Der Fall des Priesters Bernhard Preynat in Lyon hat landesweit Schlagzeilen gemacht. Ozons Film "Grâce à Dieu" (2019) hatte jetzt seine Weltpremiere auf der Berlinale - wenige Wochen vor einem wichtigen Gerichtstermin im laufenden Justizverfahren um den Missbrauchsskandal.
Zahlreiche Klagen
Angeklagt sind mehrere katholische Würdenträger und Kirchen-Mitarbeiter, die den Missbrauch durch den Priester jahrelang vertuscht haben sollen. Mindestens 70 Kinder und Jugendliche, meist Jungen, soll Preynat zwischen 1986 und 1991 sexuell missbraucht haben. Vor Gericht muss sich jedoch zunächst der Erzbischof von Lyon, Kardinal Philippe Barbarin, verantworten: Er ist wegen "Nichtanzeige" und unterlassener Hilfeleistung angeklagt. Auch sechs Mitarbeiter der Diözese sitzen auf der Anklagebank. Das Urteil soll am 7. März 2019 gefällt werden.
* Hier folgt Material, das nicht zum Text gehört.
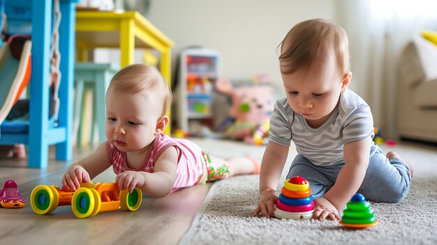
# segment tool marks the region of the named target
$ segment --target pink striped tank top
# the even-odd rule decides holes
[[[199,146],[188,140],[172,139],[164,134],[156,136],[152,144],[149,155],[140,167],[131,169],[126,164],[126,152],[119,151],[107,142],[108,156],[112,163],[114,172],[117,175],[126,170],[154,172],[155,163],[159,156],[168,147],[174,147],[177,150],[178,160],[176,180],[172,192],[198,183],[205,183],[207,179],[206,162]]]

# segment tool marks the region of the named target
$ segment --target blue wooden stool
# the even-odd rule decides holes
[[[98,142],[106,140],[105,124],[106,107],[105,97],[106,89],[111,79],[119,70],[118,65],[113,64],[95,64],[92,62],[76,62],[75,67],[75,100],[73,132],[77,132],[77,145],[82,145],[84,93],[86,89],[93,91],[93,119],[91,124],[91,143],[94,142],[95,131],[98,132]]]

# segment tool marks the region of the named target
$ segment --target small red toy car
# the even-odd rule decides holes
[[[9,179],[0,189],[0,205],[7,209],[23,207],[26,201],[21,196],[21,191],[15,180]]]

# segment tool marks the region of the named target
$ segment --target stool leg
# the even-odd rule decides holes
[[[82,101],[84,94],[84,81],[76,80],[74,98],[74,112],[73,121],[73,135],[75,136],[75,144],[77,147],[81,146],[82,141]],[[73,144],[75,144],[73,142]]]
[[[106,90],[109,86],[112,74],[108,71],[98,72],[96,74],[96,82],[94,84],[96,93],[96,106],[94,107],[94,115],[96,128],[98,131],[98,142],[103,143],[106,141],[105,127],[106,125]]]

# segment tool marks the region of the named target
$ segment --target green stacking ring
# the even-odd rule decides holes
[[[376,222],[376,217],[373,216],[371,218],[355,218],[355,217],[346,217],[343,216],[341,218],[341,222],[346,223],[347,224],[356,224],[356,225],[362,225],[362,224],[371,224]]]
[[[367,211],[370,207],[370,203],[366,202],[348,202],[346,204],[347,209],[353,211]]]
[[[350,218],[371,218],[373,216],[373,209],[369,209],[361,211],[346,209],[343,211],[343,214]]]

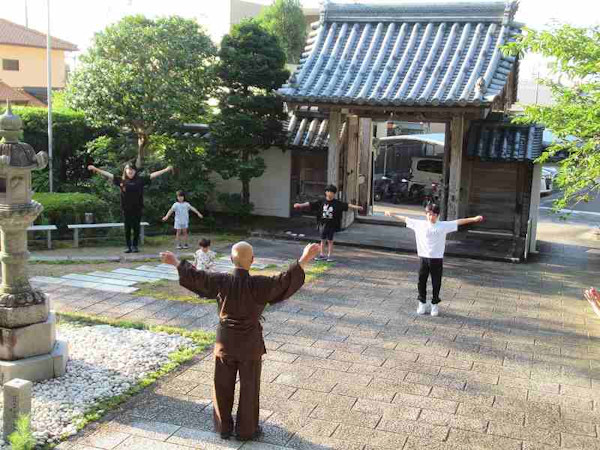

In einem separaten Gerichtsverfahren wird auch der beschuldigte Priester Bernhard Preynat noch vor Gericht gestellt werden. Ein Termin dafür steht bislang nicht fest. Seit seiner Anklage im Jahr 2016 wurde Preynat unter richterliche Aufsicht gestellt.
Preynat selbst geht auch vor Gericht: Er möchte den Start des Spielfilms in Frankreich verhindern. "Grâce à Dieu" soll dort am 20. Februar in den Kinos anlaufen. Auch die im Film vorkommende Kirchenpsychologin Regine Maire, die für die Priester in der Diözese Lyon zuständig ist, klagt ebenfalls gegen die Produktionsfirma. Sie fordert, dass ihr Name aus der Filmhandlung entfernt wird.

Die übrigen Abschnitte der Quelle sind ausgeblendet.